# Alignments of runners

1. Nov 14, 2009

### Gerenuk

If I have n runners on a circular tracks at different speeds $s_i$, will they always meet up arbitrarily close together in a group?

So does there always exist a time t such that
$$\forall i,\varepsilon>0 ,\exists t: [t\cdot s_i]<\varepsilon$$
where the bracket denote the fractional (non-integer) part.

And if that time always exists, what is the combination of runner speeds such that it takes them longest time to meet up again?

2. Nov 14, 2009

### ramsey2879

Lets make this into a simple problem using whole numbers to specify the number of revolutions per minute A1,A2,A3,...A(n) all "n" whole numbers being coprime to each other. If they all start up on the same radius, at a time t they will indeed all be radially aligned again. Can you prove this?

3. Nov 14, 2009

### Gerenuk

All rationals is easy to prove I guess, so I'm more worried about algebraic independent numbers (if thats the correct term). And it's easy to show that 3 runners will meet.
But I'm not sure about more of them, since it might take so long before this 3 group meets the 4th runner, so that the 3 group might split by that time.
I found http://eom.springer.de/k/k055910.htm but that doesn't help either?

4. Nov 15, 2009

### dodo

Here is my take on the problem. I hope I'm not wrong bigtime. : ) -- Edit P.S.: oh well, this was the "easy" part that Gerenuk referred to.

Let $T_i = 2 \pi R / s_i$ be the period (time to complete one revolution) of each runner.

Then you look for positive integers $n_i$, such that all $n_i T_i$ are equal.

Since some $T_i$ can be rational and some irrational, this won't be generally possible. But you can always find rational approximations to your $T_i$ (f.i. by a bisection method), as close to the originals as you wish.

So assume now that all $T_i$ are expressed as the reduced fraction $a_i / b_i$, with $a_i, b_i$ coprime integers.

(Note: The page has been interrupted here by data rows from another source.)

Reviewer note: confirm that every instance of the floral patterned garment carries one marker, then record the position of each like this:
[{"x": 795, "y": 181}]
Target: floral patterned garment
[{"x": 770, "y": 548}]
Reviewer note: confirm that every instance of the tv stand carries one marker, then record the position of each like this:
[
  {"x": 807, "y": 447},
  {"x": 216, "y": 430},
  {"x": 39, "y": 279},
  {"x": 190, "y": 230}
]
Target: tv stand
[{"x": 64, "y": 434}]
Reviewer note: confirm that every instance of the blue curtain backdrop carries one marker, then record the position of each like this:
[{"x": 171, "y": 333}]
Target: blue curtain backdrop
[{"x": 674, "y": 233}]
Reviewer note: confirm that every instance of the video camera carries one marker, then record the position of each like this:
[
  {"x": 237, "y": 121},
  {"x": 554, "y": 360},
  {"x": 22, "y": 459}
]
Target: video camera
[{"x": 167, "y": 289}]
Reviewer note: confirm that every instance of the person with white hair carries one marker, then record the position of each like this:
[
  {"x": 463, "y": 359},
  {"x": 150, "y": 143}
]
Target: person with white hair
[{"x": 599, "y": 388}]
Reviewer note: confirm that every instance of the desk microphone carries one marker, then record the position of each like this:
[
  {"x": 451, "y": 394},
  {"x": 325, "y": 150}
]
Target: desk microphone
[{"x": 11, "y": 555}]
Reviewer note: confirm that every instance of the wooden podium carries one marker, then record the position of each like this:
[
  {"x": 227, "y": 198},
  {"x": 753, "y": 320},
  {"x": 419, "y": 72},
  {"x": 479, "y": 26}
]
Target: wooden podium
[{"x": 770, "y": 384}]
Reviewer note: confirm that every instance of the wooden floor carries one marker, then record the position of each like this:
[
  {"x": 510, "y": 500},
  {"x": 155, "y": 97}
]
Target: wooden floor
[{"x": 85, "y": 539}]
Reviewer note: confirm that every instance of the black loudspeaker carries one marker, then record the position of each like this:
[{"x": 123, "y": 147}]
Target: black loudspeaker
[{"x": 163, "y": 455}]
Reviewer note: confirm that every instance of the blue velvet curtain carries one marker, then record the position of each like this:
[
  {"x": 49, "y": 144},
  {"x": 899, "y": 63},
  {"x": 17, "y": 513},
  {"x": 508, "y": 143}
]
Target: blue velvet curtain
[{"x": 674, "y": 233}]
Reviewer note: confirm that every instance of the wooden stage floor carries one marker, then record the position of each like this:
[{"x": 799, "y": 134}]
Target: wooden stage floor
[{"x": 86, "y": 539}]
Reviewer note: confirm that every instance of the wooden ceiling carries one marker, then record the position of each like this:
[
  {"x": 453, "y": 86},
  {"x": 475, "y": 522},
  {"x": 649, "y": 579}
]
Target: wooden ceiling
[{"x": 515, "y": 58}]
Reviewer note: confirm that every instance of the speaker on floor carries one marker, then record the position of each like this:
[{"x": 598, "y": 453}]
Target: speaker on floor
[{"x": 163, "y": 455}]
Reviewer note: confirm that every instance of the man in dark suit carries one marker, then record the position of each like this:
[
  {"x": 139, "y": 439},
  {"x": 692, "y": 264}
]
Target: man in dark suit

Let $L$ be the least common multiple of all $b_i$. The integer $c_i = a_i L / b_i$ is the numerator of each fraction, when expressed with $L$ as the (common) denominator. Let $C$ be the lcm of all $c_i$; now each $n_i$ will be $C / c_i$. As we have taken the least common multiple on each step, there are no smaller integers satisfying this condition.

5. Nov 15, 2009

### Gerenuk

As you noticed there is a tricky part

The rational approximation might need such long times to meet up, so that the small deviation from rationals isn't small anymore.

6. Nov 15, 2009

### Gerenuk

Oh, I was wrong. That guy Kronecker did actually prove it and the link I mentioned contains the statement.

7. Nov 16, 2009

### dodo

I am pretty much lost in that topology link, but I do think there is a problem with my argument. Looking for an *exact* match after n_i revolutions each, given rational approximations of the periods, is exceptionally impractical. What you were asking is if the runners *approximately* meet after some revolutions, which is a completely different question. My apologies for the pointless ornamentation. : )

8. Nov 16, 2009

### Gerenuk

Your result for rational numbers solves the problem. An exact match is of course also an approximate match.
Yet, for irrational numbers this proof doesn't work. In the problem I pose I'm looking for an "arbitrary close" match (not exact though), but it's not that trivial to show that this occurs. You can of course approximate all number by rational, but this still existing little deviation might be blown up, once the number is multiplied by a large number of revolutions.

9. Nov 16, 2009

### dodo

Not really. Two runners with periods 333/1000 and 667/1000 will meet at 222111 turns of the first, while what you probably wanted to know is that they nearly meet every other turn at the beginning.

(Edit: sorry, I meant 667 turns of the first, not 222111. But you get the idea.)

10. Nov 16, 2009

### Gerenuk

You were right in the first place with your derivation.
I actually have "no time" limit. I wanted to know if they ever meet within any given distance.